My Underground Empire

A few years ago a new bit of Norway bubbled up to the water surface. A passing Brit decided he fancied a bit of it and planted a flag. I can't remember now whether he decided to claim it in the name of Old Blighty or as his private fiefdom, with feudal rights on any passing polar bears, local virgins about to get married etc. But anyway, Norway was having none of it (if this story was about Canada I could have done the 'Nunavut' joke at this point) because their constitution lays claim to all existing and future parts of the Norwegian landmass. So, any other bits of Norway that are still in the microwave already belong to them, even though no one knows yet when or where they're going to appear.

But now the Russians have gone one better with their brilliant idea of planting flags under rather than on top of things, or specifically the North Pole.

I tried that at my local the other day.
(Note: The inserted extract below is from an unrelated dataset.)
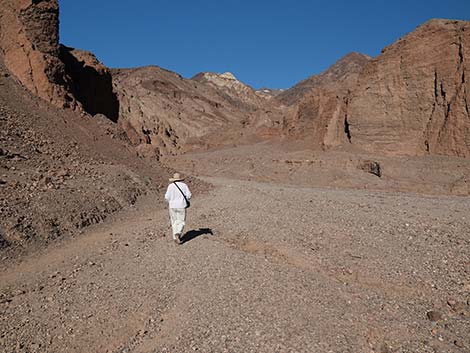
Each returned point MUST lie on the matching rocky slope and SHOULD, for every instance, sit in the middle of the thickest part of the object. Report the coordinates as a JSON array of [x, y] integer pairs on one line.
[[340, 76], [61, 171], [318, 103], [164, 113], [410, 100], [414, 98]]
It was with a quiet satisfaction that I watched my Erdinger settle on the bar before I told Alan the barman that'd be three twenty please. I then explained, for his benefit, that I'd tunnelled under the bar the previous evening and planted my flag directly under where we were now standing, complete with the Puthwuth coat of arms (raised finger rampant, flanked by a black and a ginger cat).

Let's just say I was very disappointed with his attitude. The next time I'm coming up directly through the floor.

Earth-surface dwellers, eh. What do they know.

You've no idea how difficult it is to get a flag to stay in upside down, by the way. But no one said the explorer's life was an easy one.

1 comment:

Mark Granier said...

Putin is a right joker isn't he? Gives 'Cold War' a whole new meaning.

Flags are wonderfully primitive, like skulls on spikes. Think of that priapic little American flag on the moon (had to be stiff I guess, as there's no wind). I think it was Mailer who compared astronauts landing on the moon to a golfer teeing up on the main alter in the Vatican.